Pourquoi, chez les hommes, la Chine, par exemple, malgré son réservoir virtuellement inépuisable, n'est-elle pas un pays de football ? Parce que le football naît de la rue, des équipes de jeunes, des U7 qui jouent le dimanche sur de mauvais terrains, des matchs entre gamins dans les cités défavorisées comme dans les cours d'école. Les petits garçons ont, pendant des décennies (plus d'un siècle !) grandi avec un ballon au pied ; les petites filles, elles, commencent à peine à avoir la possibilité de jouer au football dès le plus jeune âge sans être regardées de travers. Cela prendra dix ans, quinze ans pour que les premières générations de filles "biberonnées" au football arrivent à maturité, faisant progressivement monter le niveau naturellement et d'en bas plutôt que d'en haut.
Des stars, des idoles
La création d'un Ballon d'Or féminin permet également, même si cela sera progressif, l'apparition d'un phénomène nécessaire : la starification des footballeuses. Le foot féminin, pour se développer, a besoin de stars, de joueuses charismatiques, prêtes à inspirer des générations. Tessa Wullaert, double Soulier d'Or belge, peut jouer ce rôle chez nous.
Ada Hegerberg, qui a refusé de participer au Mondial pour des raisons d'égalité salariale, doit également incarner ce visage du football féminin ; les Bleues, qui jouent à domicile, doivent montrer l'exemple aux jeunes françaises. Rappelons l'importance, en tennis, de la domination de Justine Henin et Kim Clijsters sur les générations qui ont suivi leurs exploits ; à l'international, sans les Maria Sharapova et Serena Williams, qui peut dire si le tennis féminin connaîtrait aujourd'hui des Naomi Osaka ou Amanda Anisimova ? En golf, masculin cette fois, Tiger Woods est la raison pour laquelle les grands talents d'aujourd'hui ont travaillé leurs gammes, sculpté leur corps comme de vrais pros ... et pour laquelle ils gagnent des millions aujourd'hui - autre point, le marketing, que le foot féminin doit développer, sans cynisme aucun.

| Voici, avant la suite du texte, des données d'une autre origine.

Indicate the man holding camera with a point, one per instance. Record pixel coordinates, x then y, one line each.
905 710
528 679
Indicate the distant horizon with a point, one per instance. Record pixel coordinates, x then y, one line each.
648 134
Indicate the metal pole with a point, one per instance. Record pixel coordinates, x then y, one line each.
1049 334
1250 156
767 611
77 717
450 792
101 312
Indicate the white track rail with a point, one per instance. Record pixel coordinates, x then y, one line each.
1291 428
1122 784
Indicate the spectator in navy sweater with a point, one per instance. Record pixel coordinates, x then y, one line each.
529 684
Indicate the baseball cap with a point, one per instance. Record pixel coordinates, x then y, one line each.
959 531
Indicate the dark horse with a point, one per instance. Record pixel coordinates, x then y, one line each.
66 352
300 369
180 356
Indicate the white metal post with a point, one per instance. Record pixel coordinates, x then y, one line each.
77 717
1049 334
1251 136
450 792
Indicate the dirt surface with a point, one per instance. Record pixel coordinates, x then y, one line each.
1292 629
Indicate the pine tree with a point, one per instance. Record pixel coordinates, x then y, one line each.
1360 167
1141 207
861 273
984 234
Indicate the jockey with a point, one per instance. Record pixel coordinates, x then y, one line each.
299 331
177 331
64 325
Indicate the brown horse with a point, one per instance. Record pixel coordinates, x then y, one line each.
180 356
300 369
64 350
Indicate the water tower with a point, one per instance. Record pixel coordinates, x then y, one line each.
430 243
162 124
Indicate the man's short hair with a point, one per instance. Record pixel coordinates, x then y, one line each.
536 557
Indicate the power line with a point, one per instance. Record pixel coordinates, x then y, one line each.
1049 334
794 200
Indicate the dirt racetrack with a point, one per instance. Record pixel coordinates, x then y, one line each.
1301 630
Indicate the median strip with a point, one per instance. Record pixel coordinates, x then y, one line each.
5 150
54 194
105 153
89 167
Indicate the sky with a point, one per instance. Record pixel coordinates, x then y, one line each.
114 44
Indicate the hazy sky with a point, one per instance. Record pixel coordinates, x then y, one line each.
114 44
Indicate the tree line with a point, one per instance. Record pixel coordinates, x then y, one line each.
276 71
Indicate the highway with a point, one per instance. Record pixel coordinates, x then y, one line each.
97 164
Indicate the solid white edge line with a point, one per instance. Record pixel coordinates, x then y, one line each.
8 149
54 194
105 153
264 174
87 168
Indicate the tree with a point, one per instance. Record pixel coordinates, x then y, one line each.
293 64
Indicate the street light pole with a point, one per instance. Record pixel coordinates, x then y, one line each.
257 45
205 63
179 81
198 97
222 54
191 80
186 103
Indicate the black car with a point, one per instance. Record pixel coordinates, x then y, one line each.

Tous ces thèmes, le Mondial 2019, qui commence ce soir, devra permettre par son succès qu'ils soient considérés avec calme, avec respect, avec recul. Sans slogans, sans angélisme, sans vouloir que les femmes soient les mêmes joueuses que les hommes. Mais en espérant qu'un jour, pas trop lointain, Alain Finkielkraut ait envie de les regarder jouer.